O tipo de padre que eles querem

Católicos se dividem em revolucionários, progressistas, conservadores e ultraconservadores e moderados. Mas poucos aceitam ser catalogados, embora gostem muito de catalogar os seus padres.

Tenho um blog, e alguma presença no Facebook e no Twitter, às vezes no Instagram. E muita gente reproduz o que escrevo.

Depois de 50 anos, percebo que é impossível ser padre e não ser rotulado ou catalogado pelo povo católico ou anti católico. Pouco importa quem sou eu e o que já fiz ou disse nestes 50 anos de padre.

Importa para os analistas de um pregador é que o pregador aceite ser carimbado como produto de consumo.

ÚTIL/ INÚTIL/ AVANÇADO/ JOVEM/ VELHO/ BONITO/ ANTIPÁTICO/ ULTRAPASSADO/ CULTO/ PIEDOSO/ MUNDANO/ BURGUÊS/ ALIENADO/ LEGAL/ BRAVO/ INTOLERANTE.
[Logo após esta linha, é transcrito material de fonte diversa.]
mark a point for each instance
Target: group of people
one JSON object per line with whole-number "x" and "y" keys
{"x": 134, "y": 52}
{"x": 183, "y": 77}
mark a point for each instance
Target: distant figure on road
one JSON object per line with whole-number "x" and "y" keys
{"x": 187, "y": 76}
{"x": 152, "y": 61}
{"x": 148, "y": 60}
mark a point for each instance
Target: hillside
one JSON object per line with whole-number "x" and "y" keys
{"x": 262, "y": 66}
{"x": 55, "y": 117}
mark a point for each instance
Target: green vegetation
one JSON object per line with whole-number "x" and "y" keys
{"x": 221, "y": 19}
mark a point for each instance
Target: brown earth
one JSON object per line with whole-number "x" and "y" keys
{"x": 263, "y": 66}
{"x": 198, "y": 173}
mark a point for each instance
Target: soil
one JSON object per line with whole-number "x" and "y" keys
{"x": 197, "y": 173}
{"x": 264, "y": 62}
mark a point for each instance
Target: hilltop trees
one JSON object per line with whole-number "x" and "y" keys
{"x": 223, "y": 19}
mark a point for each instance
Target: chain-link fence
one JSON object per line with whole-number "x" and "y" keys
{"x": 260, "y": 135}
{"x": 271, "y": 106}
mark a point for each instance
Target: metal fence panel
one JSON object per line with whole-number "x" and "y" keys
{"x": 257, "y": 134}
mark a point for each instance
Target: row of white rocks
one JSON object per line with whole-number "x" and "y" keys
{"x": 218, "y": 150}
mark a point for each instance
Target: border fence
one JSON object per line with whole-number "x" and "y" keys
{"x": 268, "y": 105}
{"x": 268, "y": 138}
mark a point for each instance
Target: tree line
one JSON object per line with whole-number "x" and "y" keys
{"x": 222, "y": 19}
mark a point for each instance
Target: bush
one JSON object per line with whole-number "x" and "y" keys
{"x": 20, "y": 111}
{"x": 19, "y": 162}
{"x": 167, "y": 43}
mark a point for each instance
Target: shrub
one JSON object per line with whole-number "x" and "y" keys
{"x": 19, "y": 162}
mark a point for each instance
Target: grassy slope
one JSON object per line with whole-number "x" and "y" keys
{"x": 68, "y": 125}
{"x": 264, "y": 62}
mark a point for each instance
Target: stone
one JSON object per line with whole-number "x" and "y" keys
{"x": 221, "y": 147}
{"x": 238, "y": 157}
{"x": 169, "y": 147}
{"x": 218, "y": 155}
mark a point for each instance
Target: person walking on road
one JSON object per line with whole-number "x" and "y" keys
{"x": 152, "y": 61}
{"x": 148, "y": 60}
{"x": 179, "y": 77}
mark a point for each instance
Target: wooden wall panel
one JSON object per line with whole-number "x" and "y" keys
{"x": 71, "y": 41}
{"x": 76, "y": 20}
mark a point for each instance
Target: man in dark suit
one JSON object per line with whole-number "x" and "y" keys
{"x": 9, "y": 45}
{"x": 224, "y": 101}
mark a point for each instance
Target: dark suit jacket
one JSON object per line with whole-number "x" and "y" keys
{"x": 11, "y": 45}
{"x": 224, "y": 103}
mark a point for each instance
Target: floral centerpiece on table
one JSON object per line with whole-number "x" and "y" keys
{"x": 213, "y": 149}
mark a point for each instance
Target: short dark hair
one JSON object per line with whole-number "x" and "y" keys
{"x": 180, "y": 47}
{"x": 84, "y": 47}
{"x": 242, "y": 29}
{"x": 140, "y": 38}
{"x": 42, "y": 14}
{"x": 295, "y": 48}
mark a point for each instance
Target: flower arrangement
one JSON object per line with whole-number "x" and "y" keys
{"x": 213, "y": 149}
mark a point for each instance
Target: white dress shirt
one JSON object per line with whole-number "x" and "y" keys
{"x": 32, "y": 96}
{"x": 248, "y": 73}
Há mais de 50 adjetivos que se atribuem aos padres. E os que mais aparecem, em função do cargo ou da exposição na mídia ou na internet, são os mais apelidados.

Como é impossível liderar uma paroquia, um colégio, uma pastoral, um programa de rádio ou de TV sem mexer com a cabeça dos crentes ou descrentes, na sua maioria, os padres são objeto de controvérsia. É como ser uma placa numa encruzilhada e não ser notada.
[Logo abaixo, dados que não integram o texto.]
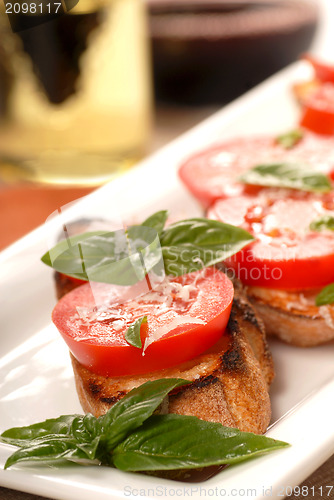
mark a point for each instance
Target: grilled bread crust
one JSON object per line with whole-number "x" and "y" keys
{"x": 293, "y": 317}
{"x": 229, "y": 383}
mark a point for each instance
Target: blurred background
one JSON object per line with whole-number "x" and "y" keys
{"x": 86, "y": 95}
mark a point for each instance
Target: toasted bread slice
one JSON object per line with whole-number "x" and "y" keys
{"x": 229, "y": 383}
{"x": 293, "y": 316}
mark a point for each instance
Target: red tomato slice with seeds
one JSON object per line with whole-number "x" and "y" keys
{"x": 213, "y": 173}
{"x": 185, "y": 317}
{"x": 318, "y": 110}
{"x": 287, "y": 254}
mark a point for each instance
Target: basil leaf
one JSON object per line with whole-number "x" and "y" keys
{"x": 46, "y": 449}
{"x": 85, "y": 428}
{"x": 132, "y": 410}
{"x": 119, "y": 257}
{"x": 287, "y": 175}
{"x": 19, "y": 436}
{"x": 132, "y": 335}
{"x": 290, "y": 139}
{"x": 157, "y": 221}
{"x": 323, "y": 223}
{"x": 192, "y": 244}
{"x": 326, "y": 296}
{"x": 167, "y": 442}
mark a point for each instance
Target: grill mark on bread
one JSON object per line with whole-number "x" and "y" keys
{"x": 288, "y": 317}
{"x": 228, "y": 384}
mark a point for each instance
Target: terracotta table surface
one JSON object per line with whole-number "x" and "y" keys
{"x": 24, "y": 206}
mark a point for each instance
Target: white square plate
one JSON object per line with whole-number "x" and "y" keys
{"x": 36, "y": 380}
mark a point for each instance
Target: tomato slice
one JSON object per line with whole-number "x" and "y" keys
{"x": 213, "y": 173}
{"x": 286, "y": 254}
{"x": 318, "y": 110}
{"x": 185, "y": 316}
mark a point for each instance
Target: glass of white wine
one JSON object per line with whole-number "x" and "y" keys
{"x": 75, "y": 94}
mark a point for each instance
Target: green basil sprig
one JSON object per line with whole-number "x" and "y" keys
{"x": 326, "y": 296}
{"x": 131, "y": 438}
{"x": 287, "y": 175}
{"x": 290, "y": 139}
{"x": 323, "y": 223}
{"x": 125, "y": 257}
{"x": 192, "y": 244}
{"x": 132, "y": 335}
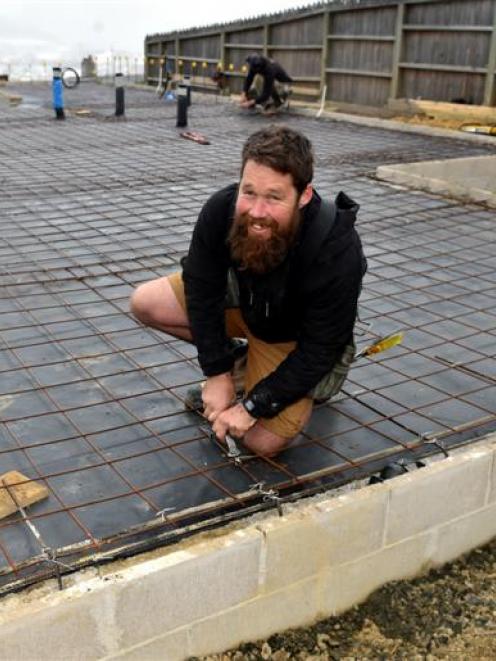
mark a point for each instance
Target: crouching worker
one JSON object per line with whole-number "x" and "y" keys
{"x": 276, "y": 89}
{"x": 270, "y": 262}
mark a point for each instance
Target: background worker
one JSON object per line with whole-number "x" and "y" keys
{"x": 259, "y": 266}
{"x": 271, "y": 72}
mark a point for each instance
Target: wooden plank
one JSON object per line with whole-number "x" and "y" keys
{"x": 447, "y": 28}
{"x": 26, "y": 493}
{"x": 441, "y": 67}
{"x": 359, "y": 72}
{"x": 360, "y": 37}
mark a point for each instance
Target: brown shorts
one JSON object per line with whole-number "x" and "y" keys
{"x": 263, "y": 358}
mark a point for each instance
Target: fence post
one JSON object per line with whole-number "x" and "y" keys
{"x": 325, "y": 50}
{"x": 398, "y": 40}
{"x": 119, "y": 95}
{"x": 58, "y": 93}
{"x": 187, "y": 85}
{"x": 489, "y": 91}
{"x": 182, "y": 106}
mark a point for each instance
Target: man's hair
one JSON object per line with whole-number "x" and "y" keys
{"x": 282, "y": 149}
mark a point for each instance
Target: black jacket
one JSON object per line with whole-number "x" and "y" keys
{"x": 270, "y": 71}
{"x": 315, "y": 306}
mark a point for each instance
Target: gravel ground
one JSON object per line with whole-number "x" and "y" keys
{"x": 450, "y": 613}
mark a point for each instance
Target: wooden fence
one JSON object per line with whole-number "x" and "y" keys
{"x": 362, "y": 52}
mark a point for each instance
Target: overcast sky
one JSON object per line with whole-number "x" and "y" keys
{"x": 49, "y": 30}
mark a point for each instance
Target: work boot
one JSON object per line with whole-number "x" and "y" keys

No meu caso já ouvi de tudo. Se tivesse medo de ser julgado ou catalogado, nem sequer venderia pipocas na esquina, porque sempre haveria quem pusesse defeito nas pipocas.

Padre fala! E porque deve falar vai mexer com cabeças. Padre opina sempre mostrando a opinião da Igreja. Deveria fazê-lo. Se não opina, está em falta com a Igreja que fica sem seu arauto e porta-voz.

Por isso, quando me pedem para opinar, eu opino! Se serei aceito isso já não é comigo!

Mas minha vocação é levar a Palavra que aproxima as pessoas: de Deus e das outras!

Sem ensinar o diálogo o padre se perde no púlpito e na vida!